Elbette hümanizm mülahazaları, tüm insanları sizinle birlikte bizim seviyemize yükseltmeyi gerektiriyor gibi görünüyor. Örneğin Burkina Faso'nun yetişkin nüfusunun sadece %24'ünün okuyup yazabildiği, okuryazar kadınların sayısının ise erkeklerinkinin neredeyse yarısı olduğu bilinmektedir. Peki, istisnasız hepsini okuryazar yapalım mı?! Ve bize minnettarlıkla gelecekler ve … kültürümüzü yok edecekler!
Bugün Batı'nın medenileştirme misyonunun sonuçlarını Avrupa örneğinde görüyoruz.

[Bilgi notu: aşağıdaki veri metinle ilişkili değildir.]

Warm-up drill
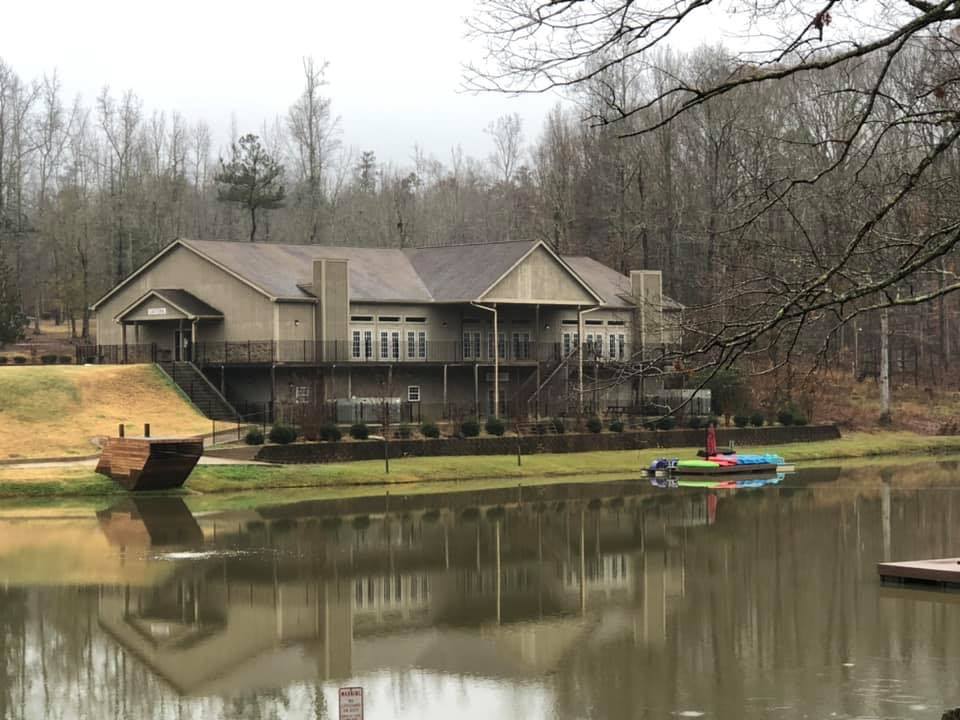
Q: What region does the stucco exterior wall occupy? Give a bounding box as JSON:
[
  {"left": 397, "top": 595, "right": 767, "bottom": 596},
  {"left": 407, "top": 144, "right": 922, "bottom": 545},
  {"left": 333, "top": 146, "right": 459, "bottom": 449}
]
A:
[{"left": 95, "top": 246, "right": 274, "bottom": 345}]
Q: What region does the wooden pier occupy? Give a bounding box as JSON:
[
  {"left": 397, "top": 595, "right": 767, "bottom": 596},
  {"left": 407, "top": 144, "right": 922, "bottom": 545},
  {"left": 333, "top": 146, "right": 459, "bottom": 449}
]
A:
[
  {"left": 877, "top": 558, "right": 960, "bottom": 588},
  {"left": 96, "top": 425, "right": 203, "bottom": 490}
]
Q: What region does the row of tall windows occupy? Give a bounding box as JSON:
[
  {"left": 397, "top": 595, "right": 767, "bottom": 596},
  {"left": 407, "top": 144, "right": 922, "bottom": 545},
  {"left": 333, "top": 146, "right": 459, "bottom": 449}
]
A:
[{"left": 350, "top": 328, "right": 427, "bottom": 360}]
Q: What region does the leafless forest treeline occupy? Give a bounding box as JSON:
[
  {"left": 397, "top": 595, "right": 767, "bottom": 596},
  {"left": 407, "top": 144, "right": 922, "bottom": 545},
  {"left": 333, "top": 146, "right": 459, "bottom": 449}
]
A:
[{"left": 0, "top": 11, "right": 960, "bottom": 388}]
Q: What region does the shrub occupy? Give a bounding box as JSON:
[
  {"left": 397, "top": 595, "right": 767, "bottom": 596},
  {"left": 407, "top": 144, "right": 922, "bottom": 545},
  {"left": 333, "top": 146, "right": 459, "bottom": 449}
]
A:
[
  {"left": 483, "top": 418, "right": 506, "bottom": 437},
  {"left": 319, "top": 422, "right": 343, "bottom": 442},
  {"left": 657, "top": 415, "right": 677, "bottom": 430},
  {"left": 270, "top": 423, "right": 297, "bottom": 445}
]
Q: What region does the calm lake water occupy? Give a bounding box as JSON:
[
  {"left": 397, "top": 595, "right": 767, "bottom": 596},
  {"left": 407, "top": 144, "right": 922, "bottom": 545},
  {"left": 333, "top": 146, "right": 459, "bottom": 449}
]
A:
[{"left": 0, "top": 462, "right": 960, "bottom": 720}]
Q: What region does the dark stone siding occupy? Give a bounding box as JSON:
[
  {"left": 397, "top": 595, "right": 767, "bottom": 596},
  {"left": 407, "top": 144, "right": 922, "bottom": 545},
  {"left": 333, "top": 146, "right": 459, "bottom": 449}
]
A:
[{"left": 257, "top": 425, "right": 840, "bottom": 463}]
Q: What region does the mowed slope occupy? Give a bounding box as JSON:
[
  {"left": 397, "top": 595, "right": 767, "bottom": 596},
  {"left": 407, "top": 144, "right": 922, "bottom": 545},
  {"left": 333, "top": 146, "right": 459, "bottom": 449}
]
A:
[{"left": 0, "top": 365, "right": 210, "bottom": 460}]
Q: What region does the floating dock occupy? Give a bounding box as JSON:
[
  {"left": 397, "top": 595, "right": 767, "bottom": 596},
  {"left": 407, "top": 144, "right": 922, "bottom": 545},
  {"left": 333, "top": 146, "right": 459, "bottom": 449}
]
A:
[
  {"left": 877, "top": 558, "right": 960, "bottom": 588},
  {"left": 673, "top": 463, "right": 779, "bottom": 475},
  {"left": 97, "top": 436, "right": 203, "bottom": 490}
]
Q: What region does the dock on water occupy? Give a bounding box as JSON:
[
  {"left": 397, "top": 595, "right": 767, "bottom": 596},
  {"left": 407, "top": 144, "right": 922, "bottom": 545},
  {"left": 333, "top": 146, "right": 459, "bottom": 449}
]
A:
[
  {"left": 877, "top": 557, "right": 960, "bottom": 588},
  {"left": 96, "top": 425, "right": 203, "bottom": 490}
]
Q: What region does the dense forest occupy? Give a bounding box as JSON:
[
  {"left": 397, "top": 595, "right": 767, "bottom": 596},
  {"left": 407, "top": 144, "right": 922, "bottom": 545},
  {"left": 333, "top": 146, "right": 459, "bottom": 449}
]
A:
[{"left": 0, "top": 19, "right": 960, "bottom": 390}]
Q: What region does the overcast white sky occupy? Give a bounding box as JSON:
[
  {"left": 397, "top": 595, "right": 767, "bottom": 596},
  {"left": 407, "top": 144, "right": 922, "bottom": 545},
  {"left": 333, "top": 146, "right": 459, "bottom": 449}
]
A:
[{"left": 0, "top": 0, "right": 557, "bottom": 164}]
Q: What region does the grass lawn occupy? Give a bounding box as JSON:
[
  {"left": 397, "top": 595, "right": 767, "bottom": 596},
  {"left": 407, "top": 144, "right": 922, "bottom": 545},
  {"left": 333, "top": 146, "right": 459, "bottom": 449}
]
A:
[
  {"left": 0, "top": 432, "right": 960, "bottom": 498},
  {"left": 0, "top": 365, "right": 219, "bottom": 468}
]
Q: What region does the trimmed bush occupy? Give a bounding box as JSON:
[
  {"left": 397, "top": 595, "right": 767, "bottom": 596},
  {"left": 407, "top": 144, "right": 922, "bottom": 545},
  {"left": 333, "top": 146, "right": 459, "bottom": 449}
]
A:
[
  {"left": 483, "top": 418, "right": 506, "bottom": 437},
  {"left": 270, "top": 423, "right": 297, "bottom": 445},
  {"left": 657, "top": 415, "right": 677, "bottom": 430},
  {"left": 319, "top": 422, "right": 343, "bottom": 442}
]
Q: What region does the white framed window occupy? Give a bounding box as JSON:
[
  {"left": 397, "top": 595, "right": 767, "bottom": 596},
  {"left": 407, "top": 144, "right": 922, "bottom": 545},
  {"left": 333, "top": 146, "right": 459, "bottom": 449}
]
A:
[
  {"left": 513, "top": 332, "right": 530, "bottom": 360},
  {"left": 463, "top": 330, "right": 480, "bottom": 360},
  {"left": 487, "top": 332, "right": 507, "bottom": 360}
]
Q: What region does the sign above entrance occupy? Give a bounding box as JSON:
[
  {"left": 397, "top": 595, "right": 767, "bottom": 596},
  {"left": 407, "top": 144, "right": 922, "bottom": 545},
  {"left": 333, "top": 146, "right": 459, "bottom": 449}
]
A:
[{"left": 340, "top": 687, "right": 363, "bottom": 720}]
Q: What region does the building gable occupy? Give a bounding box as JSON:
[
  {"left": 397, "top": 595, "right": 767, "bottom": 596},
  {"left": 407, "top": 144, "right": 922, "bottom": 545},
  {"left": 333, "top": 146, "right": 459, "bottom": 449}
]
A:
[{"left": 480, "top": 244, "right": 598, "bottom": 305}]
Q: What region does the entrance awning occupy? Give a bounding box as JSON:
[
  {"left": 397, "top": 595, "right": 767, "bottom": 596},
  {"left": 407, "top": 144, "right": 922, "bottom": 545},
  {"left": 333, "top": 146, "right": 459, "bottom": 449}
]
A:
[{"left": 114, "top": 288, "right": 223, "bottom": 323}]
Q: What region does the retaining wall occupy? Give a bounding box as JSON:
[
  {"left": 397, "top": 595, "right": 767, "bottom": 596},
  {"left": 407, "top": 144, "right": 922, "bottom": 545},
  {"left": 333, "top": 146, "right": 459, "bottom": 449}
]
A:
[{"left": 256, "top": 425, "right": 840, "bottom": 464}]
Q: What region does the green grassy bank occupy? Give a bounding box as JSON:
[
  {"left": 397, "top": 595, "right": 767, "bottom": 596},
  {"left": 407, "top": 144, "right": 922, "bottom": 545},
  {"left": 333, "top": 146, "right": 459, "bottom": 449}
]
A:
[{"left": 0, "top": 432, "right": 960, "bottom": 498}]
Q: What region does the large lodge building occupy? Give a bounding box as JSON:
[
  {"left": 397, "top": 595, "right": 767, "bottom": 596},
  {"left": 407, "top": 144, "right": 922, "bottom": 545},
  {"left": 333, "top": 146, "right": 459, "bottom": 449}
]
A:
[{"left": 93, "top": 239, "right": 681, "bottom": 419}]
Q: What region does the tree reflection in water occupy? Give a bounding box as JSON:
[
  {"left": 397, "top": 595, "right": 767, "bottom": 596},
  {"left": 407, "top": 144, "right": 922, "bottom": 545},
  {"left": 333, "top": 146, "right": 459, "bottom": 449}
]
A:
[{"left": 0, "top": 464, "right": 960, "bottom": 720}]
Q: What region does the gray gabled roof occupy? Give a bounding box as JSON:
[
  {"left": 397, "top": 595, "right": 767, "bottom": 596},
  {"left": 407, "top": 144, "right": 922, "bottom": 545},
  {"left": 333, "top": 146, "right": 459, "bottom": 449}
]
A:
[
  {"left": 563, "top": 255, "right": 683, "bottom": 310},
  {"left": 116, "top": 288, "right": 223, "bottom": 319},
  {"left": 406, "top": 240, "right": 536, "bottom": 302},
  {"left": 180, "top": 240, "right": 433, "bottom": 302}
]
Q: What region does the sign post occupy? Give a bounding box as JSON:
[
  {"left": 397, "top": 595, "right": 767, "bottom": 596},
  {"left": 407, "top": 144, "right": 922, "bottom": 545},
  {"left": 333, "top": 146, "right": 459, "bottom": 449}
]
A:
[{"left": 340, "top": 687, "right": 363, "bottom": 720}]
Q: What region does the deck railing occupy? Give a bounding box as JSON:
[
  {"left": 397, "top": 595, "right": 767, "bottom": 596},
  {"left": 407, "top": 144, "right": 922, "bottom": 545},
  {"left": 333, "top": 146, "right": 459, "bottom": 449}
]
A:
[{"left": 193, "top": 338, "right": 623, "bottom": 366}]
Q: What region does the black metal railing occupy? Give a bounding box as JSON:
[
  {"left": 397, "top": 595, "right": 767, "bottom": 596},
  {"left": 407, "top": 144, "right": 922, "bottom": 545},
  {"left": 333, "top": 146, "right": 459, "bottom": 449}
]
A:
[{"left": 192, "top": 338, "right": 628, "bottom": 366}]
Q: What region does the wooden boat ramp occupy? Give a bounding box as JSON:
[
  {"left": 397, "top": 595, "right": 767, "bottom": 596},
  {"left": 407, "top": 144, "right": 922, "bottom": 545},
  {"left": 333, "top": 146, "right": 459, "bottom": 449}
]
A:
[
  {"left": 877, "top": 558, "right": 960, "bottom": 589},
  {"left": 96, "top": 425, "right": 203, "bottom": 491}
]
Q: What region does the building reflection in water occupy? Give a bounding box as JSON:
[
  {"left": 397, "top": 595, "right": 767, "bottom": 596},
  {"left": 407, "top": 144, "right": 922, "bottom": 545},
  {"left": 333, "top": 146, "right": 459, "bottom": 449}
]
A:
[{"left": 92, "top": 485, "right": 714, "bottom": 695}]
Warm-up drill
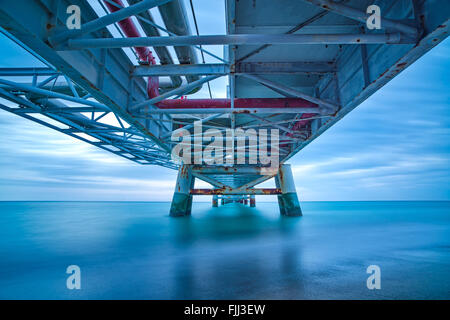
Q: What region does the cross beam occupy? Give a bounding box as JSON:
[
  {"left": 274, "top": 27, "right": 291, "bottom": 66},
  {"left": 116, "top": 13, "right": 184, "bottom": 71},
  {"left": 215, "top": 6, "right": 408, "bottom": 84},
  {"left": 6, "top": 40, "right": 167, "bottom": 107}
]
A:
[{"left": 65, "top": 33, "right": 416, "bottom": 50}]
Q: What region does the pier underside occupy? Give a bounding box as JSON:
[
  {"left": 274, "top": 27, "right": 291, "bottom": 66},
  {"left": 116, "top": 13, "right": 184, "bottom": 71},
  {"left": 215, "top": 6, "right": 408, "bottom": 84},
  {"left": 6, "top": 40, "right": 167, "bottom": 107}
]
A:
[
  {"left": 0, "top": 0, "right": 450, "bottom": 216},
  {"left": 170, "top": 164, "right": 302, "bottom": 217}
]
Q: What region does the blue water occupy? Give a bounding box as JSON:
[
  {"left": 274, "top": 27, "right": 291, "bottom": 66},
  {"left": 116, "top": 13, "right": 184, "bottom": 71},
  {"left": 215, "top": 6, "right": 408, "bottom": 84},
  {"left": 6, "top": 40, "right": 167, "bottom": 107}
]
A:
[{"left": 0, "top": 202, "right": 450, "bottom": 299}]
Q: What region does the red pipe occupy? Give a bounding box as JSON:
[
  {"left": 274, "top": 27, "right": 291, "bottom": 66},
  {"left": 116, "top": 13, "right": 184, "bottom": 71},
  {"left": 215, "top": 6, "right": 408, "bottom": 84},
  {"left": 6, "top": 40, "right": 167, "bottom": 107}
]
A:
[
  {"left": 156, "top": 98, "right": 317, "bottom": 109},
  {"left": 103, "top": 0, "right": 317, "bottom": 134},
  {"left": 103, "top": 0, "right": 159, "bottom": 98}
]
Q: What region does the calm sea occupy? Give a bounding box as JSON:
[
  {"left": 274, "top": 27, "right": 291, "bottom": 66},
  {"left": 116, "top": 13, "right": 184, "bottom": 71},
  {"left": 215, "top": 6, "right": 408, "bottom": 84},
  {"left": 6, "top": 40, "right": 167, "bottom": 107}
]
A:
[{"left": 0, "top": 202, "right": 450, "bottom": 299}]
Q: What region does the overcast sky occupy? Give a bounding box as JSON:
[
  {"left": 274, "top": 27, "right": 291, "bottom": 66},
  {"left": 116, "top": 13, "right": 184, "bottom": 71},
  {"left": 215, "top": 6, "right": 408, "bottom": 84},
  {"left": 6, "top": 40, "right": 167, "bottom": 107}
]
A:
[{"left": 0, "top": 1, "right": 450, "bottom": 201}]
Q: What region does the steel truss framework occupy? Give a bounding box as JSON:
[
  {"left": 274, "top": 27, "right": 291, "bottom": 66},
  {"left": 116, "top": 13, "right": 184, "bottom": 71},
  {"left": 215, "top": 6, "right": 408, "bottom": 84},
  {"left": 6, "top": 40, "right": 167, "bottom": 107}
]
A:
[{"left": 0, "top": 0, "right": 450, "bottom": 215}]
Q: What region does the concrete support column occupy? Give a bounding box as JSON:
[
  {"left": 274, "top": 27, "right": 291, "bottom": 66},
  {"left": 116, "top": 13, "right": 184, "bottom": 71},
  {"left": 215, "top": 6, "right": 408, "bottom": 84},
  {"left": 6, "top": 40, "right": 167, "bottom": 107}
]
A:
[
  {"left": 213, "top": 195, "right": 219, "bottom": 208},
  {"left": 170, "top": 165, "right": 195, "bottom": 217},
  {"left": 250, "top": 194, "right": 256, "bottom": 208},
  {"left": 275, "top": 164, "right": 302, "bottom": 217}
]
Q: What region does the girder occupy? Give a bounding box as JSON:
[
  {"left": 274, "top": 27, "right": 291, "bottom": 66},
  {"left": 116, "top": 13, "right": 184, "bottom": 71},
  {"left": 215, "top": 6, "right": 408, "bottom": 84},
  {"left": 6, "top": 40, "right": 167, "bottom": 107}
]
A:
[{"left": 0, "top": 0, "right": 450, "bottom": 195}]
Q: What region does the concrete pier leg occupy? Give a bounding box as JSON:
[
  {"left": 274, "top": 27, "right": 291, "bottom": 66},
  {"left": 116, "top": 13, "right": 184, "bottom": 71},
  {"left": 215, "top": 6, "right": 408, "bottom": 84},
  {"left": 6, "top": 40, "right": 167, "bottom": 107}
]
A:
[
  {"left": 250, "top": 194, "right": 256, "bottom": 208},
  {"left": 170, "top": 165, "right": 195, "bottom": 217},
  {"left": 213, "top": 195, "right": 219, "bottom": 208},
  {"left": 275, "top": 164, "right": 302, "bottom": 217}
]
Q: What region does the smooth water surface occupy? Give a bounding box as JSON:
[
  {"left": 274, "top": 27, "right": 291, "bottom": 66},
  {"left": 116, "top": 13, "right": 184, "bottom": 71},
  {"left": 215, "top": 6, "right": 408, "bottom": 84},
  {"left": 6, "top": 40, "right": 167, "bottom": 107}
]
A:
[{"left": 0, "top": 202, "right": 450, "bottom": 299}]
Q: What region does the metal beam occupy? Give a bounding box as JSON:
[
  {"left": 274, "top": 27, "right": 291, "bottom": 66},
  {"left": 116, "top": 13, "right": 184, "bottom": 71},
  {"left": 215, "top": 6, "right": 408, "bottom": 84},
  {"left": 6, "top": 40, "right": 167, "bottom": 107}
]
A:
[
  {"left": 0, "top": 67, "right": 60, "bottom": 77},
  {"left": 50, "top": 0, "right": 172, "bottom": 43},
  {"left": 132, "top": 63, "right": 230, "bottom": 77},
  {"left": 242, "top": 74, "right": 338, "bottom": 113},
  {"left": 130, "top": 75, "right": 219, "bottom": 112},
  {"left": 192, "top": 166, "right": 276, "bottom": 175},
  {"left": 191, "top": 188, "right": 281, "bottom": 196},
  {"left": 0, "top": 79, "right": 110, "bottom": 111},
  {"left": 132, "top": 61, "right": 336, "bottom": 77},
  {"left": 65, "top": 33, "right": 416, "bottom": 50},
  {"left": 302, "top": 0, "right": 419, "bottom": 38},
  {"left": 140, "top": 107, "right": 320, "bottom": 118},
  {"left": 235, "top": 61, "right": 337, "bottom": 74}
]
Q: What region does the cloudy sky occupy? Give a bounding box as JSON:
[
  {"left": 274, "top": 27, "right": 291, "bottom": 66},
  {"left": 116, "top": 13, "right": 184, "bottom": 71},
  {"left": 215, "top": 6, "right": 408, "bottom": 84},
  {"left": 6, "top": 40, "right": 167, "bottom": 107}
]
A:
[{"left": 0, "top": 1, "right": 450, "bottom": 201}]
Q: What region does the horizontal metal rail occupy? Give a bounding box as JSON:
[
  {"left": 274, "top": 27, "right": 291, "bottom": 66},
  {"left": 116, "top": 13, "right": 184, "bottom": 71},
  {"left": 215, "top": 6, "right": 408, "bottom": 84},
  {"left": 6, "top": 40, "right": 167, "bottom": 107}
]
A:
[
  {"left": 64, "top": 33, "right": 416, "bottom": 50},
  {"left": 190, "top": 188, "right": 281, "bottom": 196}
]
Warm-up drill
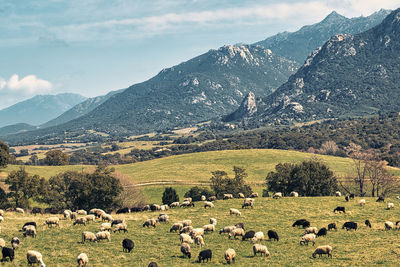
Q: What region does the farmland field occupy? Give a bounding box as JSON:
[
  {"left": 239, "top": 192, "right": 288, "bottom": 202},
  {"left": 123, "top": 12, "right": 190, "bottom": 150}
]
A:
[{"left": 0, "top": 197, "right": 400, "bottom": 266}]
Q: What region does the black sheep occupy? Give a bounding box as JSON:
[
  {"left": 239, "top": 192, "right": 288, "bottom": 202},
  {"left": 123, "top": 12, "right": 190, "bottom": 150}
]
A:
[
  {"left": 342, "top": 222, "right": 357, "bottom": 231},
  {"left": 242, "top": 231, "right": 256, "bottom": 241},
  {"left": 199, "top": 249, "right": 212, "bottom": 263},
  {"left": 268, "top": 230, "right": 279, "bottom": 241},
  {"left": 1, "top": 247, "right": 15, "bottom": 261},
  {"left": 317, "top": 227, "right": 328, "bottom": 237},
  {"left": 122, "top": 238, "right": 135, "bottom": 252}
]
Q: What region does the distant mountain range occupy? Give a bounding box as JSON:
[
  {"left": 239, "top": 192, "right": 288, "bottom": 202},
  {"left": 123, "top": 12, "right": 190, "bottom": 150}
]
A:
[
  {"left": 256, "top": 9, "right": 391, "bottom": 64},
  {"left": 0, "top": 93, "right": 86, "bottom": 127}
]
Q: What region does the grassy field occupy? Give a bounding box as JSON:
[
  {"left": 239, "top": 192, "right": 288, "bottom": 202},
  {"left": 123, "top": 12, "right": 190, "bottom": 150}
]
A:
[{"left": 0, "top": 197, "right": 400, "bottom": 267}]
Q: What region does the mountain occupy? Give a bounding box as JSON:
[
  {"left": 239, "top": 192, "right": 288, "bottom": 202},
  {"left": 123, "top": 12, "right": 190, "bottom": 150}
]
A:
[
  {"left": 5, "top": 45, "right": 298, "bottom": 142},
  {"left": 256, "top": 9, "right": 391, "bottom": 63},
  {"left": 41, "top": 89, "right": 124, "bottom": 128},
  {"left": 242, "top": 9, "right": 400, "bottom": 125},
  {"left": 0, "top": 93, "right": 86, "bottom": 127}
]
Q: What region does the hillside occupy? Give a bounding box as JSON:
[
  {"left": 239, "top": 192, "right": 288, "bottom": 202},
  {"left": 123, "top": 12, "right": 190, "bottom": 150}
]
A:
[
  {"left": 0, "top": 93, "right": 86, "bottom": 127},
  {"left": 256, "top": 9, "right": 390, "bottom": 63}
]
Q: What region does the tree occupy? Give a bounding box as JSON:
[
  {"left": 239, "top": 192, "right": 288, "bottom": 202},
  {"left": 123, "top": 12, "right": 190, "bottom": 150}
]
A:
[
  {"left": 44, "top": 149, "right": 69, "bottom": 166},
  {"left": 162, "top": 187, "right": 179, "bottom": 205},
  {"left": 5, "top": 167, "right": 40, "bottom": 208},
  {"left": 266, "top": 160, "right": 337, "bottom": 196}
]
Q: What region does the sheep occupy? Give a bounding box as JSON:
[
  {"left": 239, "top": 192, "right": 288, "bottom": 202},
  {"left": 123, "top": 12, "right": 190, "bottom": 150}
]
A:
[
  {"left": 303, "top": 227, "right": 318, "bottom": 235},
  {"left": 76, "top": 253, "right": 89, "bottom": 267},
  {"left": 26, "top": 250, "right": 46, "bottom": 267},
  {"left": 82, "top": 231, "right": 96, "bottom": 243},
  {"left": 10, "top": 239, "right": 20, "bottom": 250},
  {"left": 143, "top": 219, "right": 157, "bottom": 228},
  {"left": 199, "top": 249, "right": 212, "bottom": 263},
  {"left": 228, "top": 228, "right": 244, "bottom": 239},
  {"left": 72, "top": 217, "right": 86, "bottom": 225},
  {"left": 100, "top": 223, "right": 111, "bottom": 231},
  {"left": 122, "top": 238, "right": 135, "bottom": 253},
  {"left": 272, "top": 192, "right": 282, "bottom": 199},
  {"left": 312, "top": 245, "right": 332, "bottom": 258},
  {"left": 267, "top": 230, "right": 279, "bottom": 241},
  {"left": 204, "top": 201, "right": 215, "bottom": 209},
  {"left": 1, "top": 247, "right": 15, "bottom": 261},
  {"left": 181, "top": 243, "right": 192, "bottom": 259},
  {"left": 169, "top": 223, "right": 183, "bottom": 233},
  {"left": 114, "top": 223, "right": 128, "bottom": 233},
  {"left": 203, "top": 224, "right": 215, "bottom": 232},
  {"left": 253, "top": 244, "right": 270, "bottom": 257},
  {"left": 219, "top": 225, "right": 236, "bottom": 234},
  {"left": 194, "top": 235, "right": 205, "bottom": 247},
  {"left": 385, "top": 221, "right": 394, "bottom": 230},
  {"left": 179, "top": 234, "right": 194, "bottom": 244},
  {"left": 300, "top": 234, "right": 317, "bottom": 246},
  {"left": 224, "top": 248, "right": 236, "bottom": 264},
  {"left": 229, "top": 209, "right": 242, "bottom": 216},
  {"left": 96, "top": 231, "right": 111, "bottom": 241},
  {"left": 251, "top": 232, "right": 264, "bottom": 244}
]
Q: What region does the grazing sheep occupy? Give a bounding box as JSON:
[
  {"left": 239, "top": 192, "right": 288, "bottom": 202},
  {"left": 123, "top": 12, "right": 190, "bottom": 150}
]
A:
[
  {"left": 228, "top": 228, "right": 244, "bottom": 239},
  {"left": 26, "top": 250, "right": 46, "bottom": 267},
  {"left": 114, "top": 223, "right": 128, "bottom": 233},
  {"left": 224, "top": 248, "right": 236, "bottom": 264},
  {"left": 267, "top": 230, "right": 279, "bottom": 241},
  {"left": 317, "top": 227, "right": 328, "bottom": 237},
  {"left": 251, "top": 232, "right": 264, "bottom": 244},
  {"left": 143, "top": 219, "right": 157, "bottom": 228},
  {"left": 272, "top": 192, "right": 282, "bottom": 199},
  {"left": 385, "top": 221, "right": 394, "bottom": 230},
  {"left": 76, "top": 253, "right": 89, "bottom": 267},
  {"left": 253, "top": 244, "right": 270, "bottom": 257},
  {"left": 122, "top": 238, "right": 135, "bottom": 253},
  {"left": 1, "top": 247, "right": 15, "bottom": 261},
  {"left": 342, "top": 222, "right": 357, "bottom": 231},
  {"left": 82, "top": 231, "right": 96, "bottom": 243},
  {"left": 181, "top": 243, "right": 192, "bottom": 259},
  {"left": 96, "top": 231, "right": 111, "bottom": 241},
  {"left": 194, "top": 235, "right": 205, "bottom": 247},
  {"left": 328, "top": 223, "right": 337, "bottom": 230},
  {"left": 313, "top": 245, "right": 332, "bottom": 258},
  {"left": 219, "top": 225, "right": 236, "bottom": 234},
  {"left": 300, "top": 234, "right": 317, "bottom": 246},
  {"left": 72, "top": 217, "right": 86, "bottom": 225},
  {"left": 169, "top": 223, "right": 183, "bottom": 233},
  {"left": 179, "top": 234, "right": 194, "bottom": 244},
  {"left": 204, "top": 201, "right": 215, "bottom": 209},
  {"left": 199, "top": 249, "right": 212, "bottom": 263},
  {"left": 229, "top": 209, "right": 242, "bottom": 216}
]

Cep telefonlu göçmen kitleleri sınırlarını aşıyor ve … ekonomisini ve kültürünü yok ediyor. Çok fazla göçmen var ve yerel beyaz nüfusa kıyasla çok hızlı çoğalıyorlar. Aynı zamanda kendi kültürlerini de koruyorlar. Yerel kültürü benimsemek istemiyorlar ve kendi başlarınalar. Ama yerel halk bu konuda ne düşünüyor? Sonuç olarak, yine Kipling'den bir alıntı: Beyazların yükünü taşıyın, -
Ve kimsenin beklemesine izin verme
Defne yok, ödül yok
Ama bil, gün gelecek -
yaşıtlarından bekleyeceksin
Sen akıllıca bir yargısın, Ve kayıtsızca tartmak
O zaman senin başarındı.
Ve işte soru: Afrika kıtasının sakinlerinden "akıllıca bir karar" bekleyen var mı? Afrikalılar çoğunlukla Avrupalılara bir tüketici olarak bakıyor, başka bir şey değil. Ve bir başka düşüncem daha var: Gönüllü olarak bir yere giderseniz, o zaman bizi ziyaret etmek en iyisidir, Kuzey'e veya Uzak Doğu'ya. Orada da "beyazların yükünü" taşıyacağımız yer var ve işte bizim topraklarımız!